The team from the Climate Futures for Tasmania project received a 2012 Resilient Australia Award from Australian Emergency Management, which is part of the Federal Attorney General’s department.
The award recognises innovative practices and achievements that are making communities safer, stronger, more resilient and better prepared to manage any emergency situation.
The Climate Futures for Tasmania project took global climate change modelling and scaled it down to a 10-square kilometre grid across Tasmania. Modelling then projected the impacts that increasing greenhouse gases could have on agriculture, the general climate, frequency of extreme events, water and catchments and inundation from the sea.
The project leader of Climate Futures for Tasmania, Professor Nathan Bindoff of the ACE CRC, said information from the project would assist planning in areas such as emergency management, local government planning, infrastructure planning and food production.
“This project was certainly a leader in Australia and was one of the first of its kind internationally because its projections were so localised. We now have dozens of spin-off projects that are using either the data we produced for Tasmania or this methodology in other geographical areas,” he said.
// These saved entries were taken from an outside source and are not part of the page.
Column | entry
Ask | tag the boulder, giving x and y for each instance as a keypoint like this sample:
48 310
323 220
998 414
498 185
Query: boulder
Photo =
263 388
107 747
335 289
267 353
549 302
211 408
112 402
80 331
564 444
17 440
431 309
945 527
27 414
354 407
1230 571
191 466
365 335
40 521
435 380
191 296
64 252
“One of the hallmarks of its success was the researchers’ engagement from the beginning with the people in government and industry who are now using the information generated by the project in the decisions they are making. These end users told us what they needed to know and helped to inform the direction of the research as the project progressed.”
Data from the project is now being made available to many sectors of the community including state and local government, emergency services, water authorities, power companies, farmers, graziers, fruit growers, vignerons and researchers.
The Climate Futures for Tasmania project was funded primarily by the State Government, the Australian Government’s Commonwealth Environment Research Facilities Program, the Natural Disaster Mitigation Program and Hydro Tasmania.
Scientific leadership and contributions were made from a consortium of organisations including the ACE CRC, Tasmanian Department of Primary Industries, Parks, Water and Environment, Tasmanian State Emergency Service, Entura, Geoscience Australia, Bureau of Meteorology, CSIRO, Tasmanian Partnership for Advanced Computing, Tasmanian Institute of Agriculture and the University of Tasmania.